I’m always intimidated by people who dress up to get on planes.  Why would they do that when you can use air travel as an excuse to wear a sports bra and stretchy pants somewhere other than the gym?  I always get on a plane fully expecting to die, and if I’m going to die violently, I’d like to be comfortable when it happens.
This hot biddy is gonna die in discomfort:Even the tots brought their disco book bags:

A few minutes later, their mom took the oldest one aside and said, “The time has come,” then tried to rip her stomach out through her throat.

Luckily, we started boarding before she could finish.

The last thing I did in my hometown of Athens, Ohio was go to the local community recreation center, find the most secluded elliptical machine I could, and sweat from the stress of possibly being spotted by a former classmate.

Wait, that’s a lie.  The very last thing I did in my hometown of Athens, Ohio was get hunted by Oscar.

So the second to last thing I did in my hometown of Athens, Ohio was go to the local community recreation center, find the most secluded elliptical machine I could, and sweat from the stress of possibly being spotted by a former classmate.
But as I pedaled away on the elliptical–with much more zeal, I might add, than I usually do, in case someone was watching–I relaxed a bit.

I started thinking about the person I was in high school compared to the person I am now.  In hindsight, most of us are a little douchey in high school, and I am no exception.  I didn’t exactly keep one headphone cemented in my ear at all times and blast Blue Monday or wear a trench coat at all times, but my Douche Level was higher between the ages of fourteen and eighteen than it is now.  I made some dumb mistakes, like feeling painfully hip for loving the Garden State soundtrack.  I also drove a purple toaster (that I will love fiercely until the day we both die at the same moment, something like Thelma and Louise).
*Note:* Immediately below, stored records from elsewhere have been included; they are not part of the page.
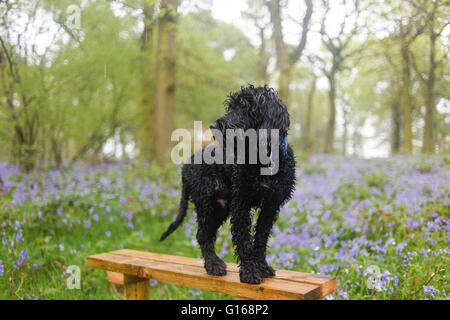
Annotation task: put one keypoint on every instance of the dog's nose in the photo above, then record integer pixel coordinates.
(214, 125)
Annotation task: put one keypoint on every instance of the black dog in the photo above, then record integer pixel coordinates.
(238, 190)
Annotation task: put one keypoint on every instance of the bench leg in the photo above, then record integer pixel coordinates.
(139, 290)
(135, 288)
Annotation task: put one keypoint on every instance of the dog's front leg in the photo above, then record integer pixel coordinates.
(240, 231)
(266, 219)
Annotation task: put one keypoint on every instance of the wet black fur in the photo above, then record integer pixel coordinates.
(238, 190)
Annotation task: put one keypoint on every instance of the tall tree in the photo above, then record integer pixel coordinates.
(410, 23)
(165, 79)
(286, 57)
(147, 83)
(306, 132)
(338, 47)
(437, 12)
(258, 16)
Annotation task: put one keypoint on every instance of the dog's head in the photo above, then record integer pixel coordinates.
(255, 108)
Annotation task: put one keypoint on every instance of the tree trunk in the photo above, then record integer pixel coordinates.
(396, 123)
(165, 80)
(345, 133)
(284, 82)
(406, 100)
(308, 120)
(263, 59)
(146, 134)
(283, 64)
(329, 138)
(428, 141)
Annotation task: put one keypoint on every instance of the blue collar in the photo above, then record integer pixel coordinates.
(284, 146)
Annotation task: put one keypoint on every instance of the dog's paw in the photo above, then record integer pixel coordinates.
(249, 274)
(265, 270)
(215, 267)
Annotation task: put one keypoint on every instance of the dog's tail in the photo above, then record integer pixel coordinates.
(181, 214)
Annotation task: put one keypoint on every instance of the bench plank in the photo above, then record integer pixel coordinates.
(196, 276)
(327, 284)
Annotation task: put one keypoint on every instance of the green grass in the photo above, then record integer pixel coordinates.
(345, 218)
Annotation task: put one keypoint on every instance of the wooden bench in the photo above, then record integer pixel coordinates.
(134, 269)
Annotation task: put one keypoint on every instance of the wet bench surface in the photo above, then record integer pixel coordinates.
(134, 269)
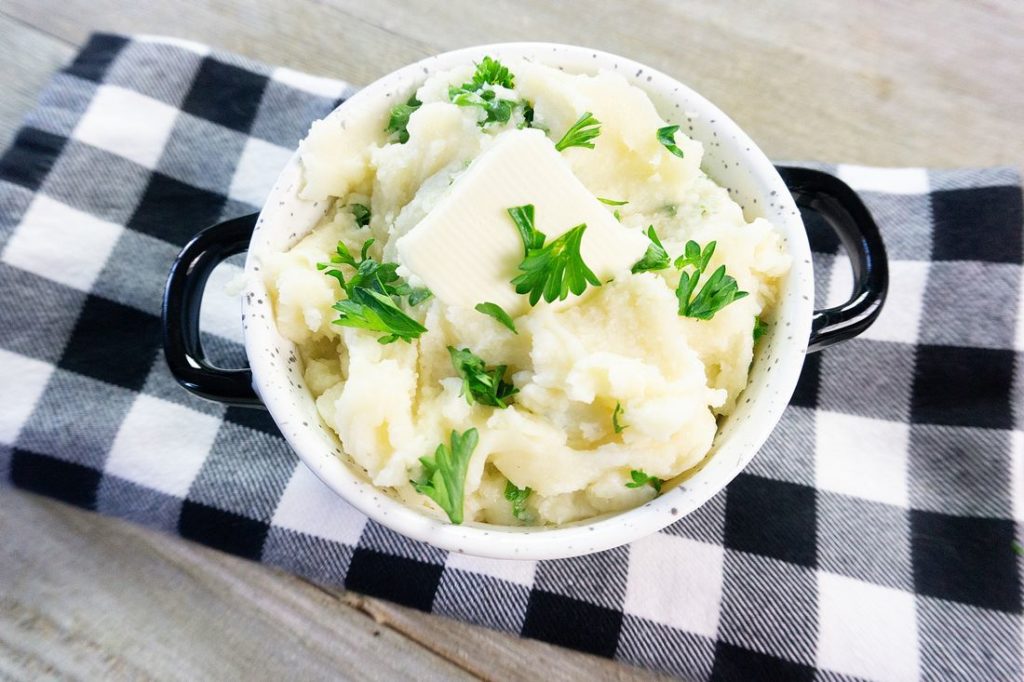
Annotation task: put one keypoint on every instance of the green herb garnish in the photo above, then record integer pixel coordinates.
(531, 238)
(718, 291)
(498, 313)
(550, 270)
(444, 474)
(361, 214)
(667, 136)
(480, 383)
(517, 496)
(479, 92)
(760, 329)
(371, 292)
(655, 258)
(583, 131)
(556, 269)
(641, 478)
(397, 125)
(615, 415)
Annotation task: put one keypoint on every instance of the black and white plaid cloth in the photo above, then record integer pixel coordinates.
(872, 538)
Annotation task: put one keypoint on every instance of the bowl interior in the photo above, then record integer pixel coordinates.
(730, 158)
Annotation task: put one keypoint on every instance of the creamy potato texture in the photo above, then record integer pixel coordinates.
(622, 343)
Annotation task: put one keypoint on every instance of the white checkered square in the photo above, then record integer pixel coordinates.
(866, 631)
(324, 87)
(310, 507)
(257, 170)
(162, 445)
(24, 380)
(50, 228)
(519, 572)
(676, 582)
(127, 124)
(862, 457)
(900, 317)
(889, 180)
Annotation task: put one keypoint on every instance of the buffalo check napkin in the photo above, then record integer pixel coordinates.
(875, 537)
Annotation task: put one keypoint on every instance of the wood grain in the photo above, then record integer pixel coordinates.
(883, 82)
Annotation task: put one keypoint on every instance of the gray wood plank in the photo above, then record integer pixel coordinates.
(90, 597)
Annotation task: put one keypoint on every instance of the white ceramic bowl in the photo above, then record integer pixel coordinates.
(730, 158)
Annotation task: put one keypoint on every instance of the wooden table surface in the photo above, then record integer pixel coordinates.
(886, 83)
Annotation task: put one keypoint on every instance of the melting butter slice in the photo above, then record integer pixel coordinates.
(467, 249)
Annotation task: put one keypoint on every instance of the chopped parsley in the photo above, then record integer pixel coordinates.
(480, 383)
(760, 329)
(718, 291)
(397, 125)
(655, 258)
(371, 292)
(479, 92)
(517, 496)
(531, 238)
(361, 214)
(641, 478)
(615, 415)
(582, 133)
(667, 136)
(444, 473)
(552, 269)
(496, 311)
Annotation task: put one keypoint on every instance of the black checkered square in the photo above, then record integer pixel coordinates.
(225, 94)
(965, 559)
(771, 518)
(960, 386)
(174, 211)
(981, 223)
(114, 343)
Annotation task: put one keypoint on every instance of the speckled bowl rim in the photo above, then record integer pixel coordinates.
(731, 158)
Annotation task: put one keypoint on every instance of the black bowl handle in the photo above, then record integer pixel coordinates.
(182, 297)
(845, 213)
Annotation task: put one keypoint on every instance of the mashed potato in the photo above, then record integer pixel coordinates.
(623, 343)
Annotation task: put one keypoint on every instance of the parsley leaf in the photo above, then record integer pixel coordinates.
(667, 136)
(718, 291)
(655, 258)
(760, 328)
(370, 304)
(444, 474)
(419, 294)
(479, 92)
(498, 313)
(531, 238)
(641, 478)
(361, 214)
(397, 125)
(615, 424)
(583, 131)
(555, 269)
(480, 383)
(517, 496)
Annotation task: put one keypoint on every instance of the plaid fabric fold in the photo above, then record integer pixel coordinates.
(872, 538)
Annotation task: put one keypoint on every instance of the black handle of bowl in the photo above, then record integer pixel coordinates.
(845, 213)
(182, 297)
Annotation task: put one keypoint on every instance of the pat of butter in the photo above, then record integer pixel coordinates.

But come on, my DL has lowered considerably since high school.  I live in New York City.  I know people who have made out with minor celebrities.  I have to resist eating the world’s best bagels every day, and sometimes I succeed.
I was thinking all of this as I pedaled away on the elliptical, imagining myself as Diane Lane in the final scene of Under the Tuscan Sun: comfortable in her skin, looking positively radiant in a floral sundress, covered in ladybugs and happy about it.

I was so sold on this daydream, that as I reached for my water bottle and unscrewed the cap–ready to take a big cleansing swig, straight from that old stone well I have in the backyard of my Italian villa–I forgot all about the moving elliptical handle, which slammed into my elbow, and unleashed the wrath of Poland Spring.
I was immediately face-tsunami’ed, water soaked my shirt and shorts, the plastic rim of the bottle scraped along my gums, splashed all over my glasses (yes, I was wearing my hipster glasses to the gym) and rushed up my nose and down my throat so fast that I began violently choking.

I stopped pedaling, and realized that I was choking so violently, I was triggering my gag reflex.  I sprinted over to the nearest trashcan and dry heaved into it, dripping bloody drool from my mouth where the bottle had hit my gum.  I finish vomiting-without-the-vomit to look up and see a large man in a red Praise Him: Christ! shirt looking at me with concern.  I didn’t see any AHS grads, and bowed out as quietly as I could, still spluterring a little, like that broken sprinkler that just won’t give up.

These shoes comprise the first 20 Google image results for “bloody gums”:

This is the 21st:

This is much closer to what my mouth looked like.

Five minutes later, sitting in the front seat of my boxcar with a tissue stuck in my upper lip to stop my bleeding gum/eager ‘n busty beach woman, I exasperatedly began peeling off my soaking wet spandex.  I threw them in the back and grabbed my jean shorts.  Just as I began awkwardly shimmying them on, I looked up to see a fellow member of my graduating class standing outside my highly recognizable car, waving at me.
I’m sure he, yes he, got an eyeful of my ratty cotton undies, decorated with tiny purple elephants, that are only slightly less humiliating than these:

(This is the first Google image result for “elephant underwear.”  Why?)

I waved back and smiled as my inner Diane Lane withered and died, much like Walter Donovan in the end of Indiana Jones and the Last Crusade.  Walter Donovan and I are very similar.  We both have abnormally high DL Levels, him for supporting the Nazis and me for supporting Zach Braff.  He chose the wrong Jesus-cup at a pivotal moment in his life, and I was aided by a man in a Jesus t-shirt in a not-so-pivotal moment of mine.  The parallels are uncanny.